Est-il possible de traiter tout le monde de manière équitable dans une société où les valeurs sont si différentes?
C'est une exigence qu'il faut se poser dans une démocratie. Mais dans la pratique, elle n'est pas réaliste. On n'arrivera jamais à une situation où tout le monde est d'accord sur ce qui est juste et ce qui ne l'est pas. L'avantage de la démocratie directe en Suisse, c'est que le système nous oblige à nous asseoir autour d'une table avec ceux qui ne pensent pas comme nous et à chercher ensemble des solutions. Mais je remarque que la Suisse investit beaucoup moins dans l'éducation politique que l'Allemagne, alors qu'il faut être bien informé pour s'inscrire pleinement dans une démocratie.
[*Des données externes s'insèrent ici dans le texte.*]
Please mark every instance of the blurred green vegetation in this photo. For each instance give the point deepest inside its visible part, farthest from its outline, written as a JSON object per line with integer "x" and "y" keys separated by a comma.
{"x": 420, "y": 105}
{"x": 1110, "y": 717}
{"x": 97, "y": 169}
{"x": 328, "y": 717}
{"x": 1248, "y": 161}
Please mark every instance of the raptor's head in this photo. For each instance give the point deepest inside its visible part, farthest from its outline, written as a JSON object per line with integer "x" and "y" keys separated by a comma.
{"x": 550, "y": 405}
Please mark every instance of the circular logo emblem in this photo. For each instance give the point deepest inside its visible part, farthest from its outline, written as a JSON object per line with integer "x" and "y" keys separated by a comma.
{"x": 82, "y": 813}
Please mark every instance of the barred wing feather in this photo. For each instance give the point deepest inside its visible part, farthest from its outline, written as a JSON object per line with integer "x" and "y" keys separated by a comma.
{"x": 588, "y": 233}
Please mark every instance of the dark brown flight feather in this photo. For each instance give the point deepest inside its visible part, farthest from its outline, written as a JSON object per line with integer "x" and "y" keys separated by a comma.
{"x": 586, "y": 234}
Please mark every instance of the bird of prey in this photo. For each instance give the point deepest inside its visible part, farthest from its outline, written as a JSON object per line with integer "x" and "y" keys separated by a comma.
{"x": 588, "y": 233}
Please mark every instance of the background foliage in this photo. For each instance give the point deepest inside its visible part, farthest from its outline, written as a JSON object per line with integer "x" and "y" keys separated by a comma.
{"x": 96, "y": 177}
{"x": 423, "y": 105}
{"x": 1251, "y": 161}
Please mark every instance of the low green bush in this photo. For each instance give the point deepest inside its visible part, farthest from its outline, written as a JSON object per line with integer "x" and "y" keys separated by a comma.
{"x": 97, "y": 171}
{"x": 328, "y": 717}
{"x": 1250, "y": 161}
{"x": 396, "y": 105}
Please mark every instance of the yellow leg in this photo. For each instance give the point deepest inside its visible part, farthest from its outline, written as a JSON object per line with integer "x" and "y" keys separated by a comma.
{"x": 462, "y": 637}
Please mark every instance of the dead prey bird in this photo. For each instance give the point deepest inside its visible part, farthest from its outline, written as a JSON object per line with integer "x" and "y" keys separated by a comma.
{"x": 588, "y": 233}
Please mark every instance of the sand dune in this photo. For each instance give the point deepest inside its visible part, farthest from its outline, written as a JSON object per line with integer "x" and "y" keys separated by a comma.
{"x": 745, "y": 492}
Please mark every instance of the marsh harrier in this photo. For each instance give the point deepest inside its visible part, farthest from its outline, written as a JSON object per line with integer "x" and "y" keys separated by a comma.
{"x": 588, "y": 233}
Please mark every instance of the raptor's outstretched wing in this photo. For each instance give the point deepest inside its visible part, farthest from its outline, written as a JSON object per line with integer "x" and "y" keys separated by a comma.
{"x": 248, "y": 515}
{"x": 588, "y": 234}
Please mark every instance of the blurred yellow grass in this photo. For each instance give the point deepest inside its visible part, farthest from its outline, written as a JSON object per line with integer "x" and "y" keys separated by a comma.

Cela désavantage en particulier les personnes dont les parents n'ont pas eu le droit de vote ou qui n'ont été naturalisées qu'à un âge tardif. 

Notre sondage montre une grande insatisfaction vis-à-vis de l'élite politique et économique...
Cela ne me surprend pas. Ce qui n'est pas clair, c'est à qui les gens pensent. Le CEO d'une banque, le Conseil fédéral? Je pense qu'il s'agit plutôt d'un mécontentement général par rapport à la situation actuelle. Mais l'avantage d'une démocratie directe, c'est que les citoyens ont la possibilité de mettre les politiques face à leurs responsabilités, de dénoncer les injustices et de changer les choses.

Que peuvent faire les individus pour une Suisse plus juste?
Sortir de sa propre bulle. Chercher l'échange, écouter d'autres opinions, discuter. Comprendre d'autres réalités de vie permet d'être plus ouvert aux différentes conceptions de la justice. C'est élémentaire.